Namun, tugas ini tidak mudah. Politik sering kali menjadi arena penuh dinamika yang membutuhkan kebijaksanaan dan integritas. Di sinilah letak kekuatan ulama: menjadikan politik bukan sebagai tujuan, tetapi sebagai sarana untuk mewujudkan masyarakat yang lebih adil, damai, dan sejahtera.

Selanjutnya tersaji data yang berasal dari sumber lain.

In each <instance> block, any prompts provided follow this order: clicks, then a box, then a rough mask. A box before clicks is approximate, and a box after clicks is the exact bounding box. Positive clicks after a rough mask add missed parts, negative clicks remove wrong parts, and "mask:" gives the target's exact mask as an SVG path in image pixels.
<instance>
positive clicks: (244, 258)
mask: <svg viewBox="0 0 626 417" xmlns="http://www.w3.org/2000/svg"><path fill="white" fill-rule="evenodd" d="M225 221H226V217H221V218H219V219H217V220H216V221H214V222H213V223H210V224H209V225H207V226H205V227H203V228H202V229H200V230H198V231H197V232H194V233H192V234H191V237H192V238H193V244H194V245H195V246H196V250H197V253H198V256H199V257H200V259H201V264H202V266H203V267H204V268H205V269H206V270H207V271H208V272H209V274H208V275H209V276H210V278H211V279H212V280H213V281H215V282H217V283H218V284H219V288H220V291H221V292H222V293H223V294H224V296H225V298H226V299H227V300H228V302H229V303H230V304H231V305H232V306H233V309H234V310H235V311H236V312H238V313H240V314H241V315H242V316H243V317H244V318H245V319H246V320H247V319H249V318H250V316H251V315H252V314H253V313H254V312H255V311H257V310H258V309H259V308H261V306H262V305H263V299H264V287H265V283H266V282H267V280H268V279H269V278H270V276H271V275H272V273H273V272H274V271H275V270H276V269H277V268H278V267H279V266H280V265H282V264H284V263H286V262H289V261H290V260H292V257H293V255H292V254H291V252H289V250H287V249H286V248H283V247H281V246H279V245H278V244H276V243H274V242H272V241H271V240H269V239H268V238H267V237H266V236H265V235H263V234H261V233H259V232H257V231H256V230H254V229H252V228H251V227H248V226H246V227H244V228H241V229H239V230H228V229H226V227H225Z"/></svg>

Pada akhirnya, sejarah telah membuktikan bahwa ulama yang berpolitik dengan niat ikhlas mampu membawa perubahan besar, tidak hanya bagi umat Islam, tetapi juga bagi kemanusiaan secara keseluruhan. Inilah warisan perjuangan yang patut terus kita pelihara—bahwa politik, ketika dijalani dengan ketulusan dan visi yang jelas, dapat menjadi jalan menuju keberkahan bagi dunia dan akhirat.

 

Daftar pustaka

  1. Al-Mawardi, Abu al-Hasan. (2000). Al-Ahkam al-Sultaniyyah. Beirut: Dar al-Kutub al-‘Ilmiyyah.
  2. An-Nabhani, Taqiyuddin. (2009). Mafahim Siyasiyyah li Hizb ut-Tahrir. Beirut: Dar al-Ummah.
  3. Azra, Azyumardi. (1999). Jaringan Ulama: Timur Tengah dan Kepulauan Nusantara Abad XVII dan XVIII. Jakarta: Prenada Media.
  4. Esposito, John L. (1984). Islam and Politics. Syracuse: Syracuse University Press.
  5. Hallaq, Wael B. (2013). The Impossible State: Islam, Politics, and Modernity’s Moral Predicament. New York: Columbia University Press.
  6. Nasution, Harun. (1985). Islam Ditinjau dari Berbagai Aspeknya. Jakarta: UI Press.
  7. Rahmat, M. Imdadun. (2008). Islam dan Politik: Teori Belah Bambu dan Pragmatisme Ulama. Yogyakarta: LKiS.
  8. Rahman, Fazlur. (1982). Islam and Modernity: Transformation of an Intellectual Tradition. Chicago: University of Chicago Press.
  9. Qaradawi, Yusuf. (1997). Fiqh Daulah dalam Perspektif Islam. Jakarta: Pustaka Al-Kautsar.
  10. Wahid, Abdurrahman. (2001). Islamku, Islam Anda, Islam Kita: Agama Masyarakat Negara Demokrasi. Jakarta: The Wahid Institute.